Challenge 5: Multi-engine polyglot
Previous Challenge Next Challenge
Introduction
A true Data Lakehouse isn’t tied to one engine. To demonstrate the architecture is open, we modify the data using a completely different compute engine: Apache Spark.
Description
We are going to use Dataproc Serverless via a BigQuery Notebook to easily combine Spark with BigQuery.
The first step is to create a new notebook in BigQuery so you can start writing Spark SQL. At this time, you need to provide an additional instruction to explicitly export the table metadata for our tables to GCS. In the future, this will no longer be necessary as it will be done automatically. Add these instructions early on to your Notebook.
Next, we create an interactive Spark session to use for our querying.
Now that we have the setup done, we can query our BigQuery managed Iceberg tables using Spark.
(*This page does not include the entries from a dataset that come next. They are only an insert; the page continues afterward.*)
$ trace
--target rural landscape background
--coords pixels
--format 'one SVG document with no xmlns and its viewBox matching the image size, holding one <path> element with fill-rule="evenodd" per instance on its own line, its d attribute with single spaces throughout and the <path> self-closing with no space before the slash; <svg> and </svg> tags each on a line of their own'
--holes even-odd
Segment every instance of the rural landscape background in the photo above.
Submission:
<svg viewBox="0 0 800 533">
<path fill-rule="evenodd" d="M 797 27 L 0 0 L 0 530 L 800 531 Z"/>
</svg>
For each product brand, calculate the total revenue, the total profit, and the “Return Rate.” This will help identify which brands are the most profitable and which might have quality issues causing a high rate of returns.
Requirements:
- Only include items where the order status is not ‘Cancelled’.
- Revenue: Sum of sale_price from order_items.
- Profit: Sum of (sale_price from order_items minus cost from products).
- Return Rate: The percentage of items where returned_at is not null.
- Filter the final results to only show brands that have generated at least $500 in total revenue.
- Order the results by Profit in descending order.
Success Criteria
- A Dataproc Serverless session is started in a BigQuery Notebook
- The total revenue, total profit and the return rate percentages are calculated. The return rates should be between 7% - 15%.
Learning Resources
Tips
- Create the Spark session with version 2.3 (using the runtime_config) and the available subnet (using environment_config.execution_config)
- A Notebook runtime template is available to you. Make sure you create your runtime based on this template.